A defesa da liberdade de opinião e de informação se debilita quando é confundida com o exercício do poder econômico e político das grandes empresas de comunicação. Mesmo numa sociedade encantada pela “inversão” de significados e pelo ilusionismo da escolha do indivíduo-consumidor, não escapa ao cidadão comum que a “construção” da notícia, a censura da opinião alheia e a intimidação do opositor ou dissidente disputam o laurel de inimigas das liberdades. Essa tirania exercida sobre o indivíduo em nome da liberdade, não justifica a barbárie da liberdade exercida sob inspiração da tirania individualista. Este, diga-se, é o sentido profundo da pretensão apontada por Virilio, de não só se alçar acima da lei, mas de fazer e executar as suas próprias leis.
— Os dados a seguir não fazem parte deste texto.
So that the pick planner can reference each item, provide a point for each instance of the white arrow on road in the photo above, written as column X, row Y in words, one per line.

Ao tratar do assunto, Pierre Bourdieu lança uma pergunta incômoda: quem é o sujeito do discurso midiático, dos grandes e dos pequenos? Ele responde: os jornalistas não são entidades abstratas, mas cidadãos de carne e osso, com formações e níveis de instrução diferentes, opiniões distintas e gostos peculiares. Ainda assim, na mídia contemporânea, as produções jornalísticas são cada vez mais homogêneas tangidas pela concorrência e pela busca incessante de publicar diariamente o que “não é cotidiano”. A contradição torna-se aguda: de um lado, a liberdade de expressão exige um sistema legal de garantias, cuidadoso em seus procedimentos, de outra parte, a concorrência desenfreada pelo controle da informação estimula a formação de correntes de opinião que propugnam por formas primitivas de punição e de vingança.

Bourdieu cuidou de analisar os arroubos moralistas de âncoras, comentaristas e outros bichos de menor porte. “Gide dizia que com bons sentimentos se faz má literatura. Mas com bons sentimentos se faz audiência. É preciso refletir sobre o moralismo das gentes midiáticas: frequentemente cínicos, eles propugnam por um conformismo moral absolutamente prodigioso. Os apresentadores de jornal televisivo, os animadores de debate, os comentaristas esportivos se transformaram em pequenos diretores de consciência, porta-vozes de uma moral tipicamente pequeno burguesa. Dizem o que é preciso pensar sobre os problemas da sociedade.”

Hoje, com a internet e seus blogueiros, há uma inflação de diretores de consciência, fenômeno provavelmente mais perigoso do que a inflação de ativos tóxicos alimentada pelos créditos subprime. Quase sempre é em nome do bem que se faz o pior, diz o filósofo Comte-Sponville. “Se Bush e Bin Laden não estivessem convencidos de representar o Bem, ou a própria vontade de Deus, suas decisões políticas não teriam sido tão trágicas.”

É tragicamente curioso que os valores mais caros ao projeto do Iluminismo, as liberdade de expressão e de opinião, tenham se transformado em instrumentos destinados a conter e cercear o avanço da autonomia e da liberdade dos indivíduos. O uso e o abuso do assassinato de caráter colocam em risco o sistema de garantias destinado a proteger o cidadão das arbitrariedades do poder, seja ele público ou privado.

Enviado por Luciano Prado em 10 de dezembro de 2009.

Ontem, o combalido STF decidiu, aos trancos e barrancos que a liberdade de imprensa não é absoluta. Há que se respeitar direitos e garantias individuais já assentados na constituição federal. Parece que ainda assim a imprensa brasileira tentará orientar-se por suas próprias leis.

Enviado por Paulo Renato em 04 de janeiro de 2010.

Jorge Furtado: esse é o cara!

Enviado por Gustavo Colombo em 24 de janeiro de 2010.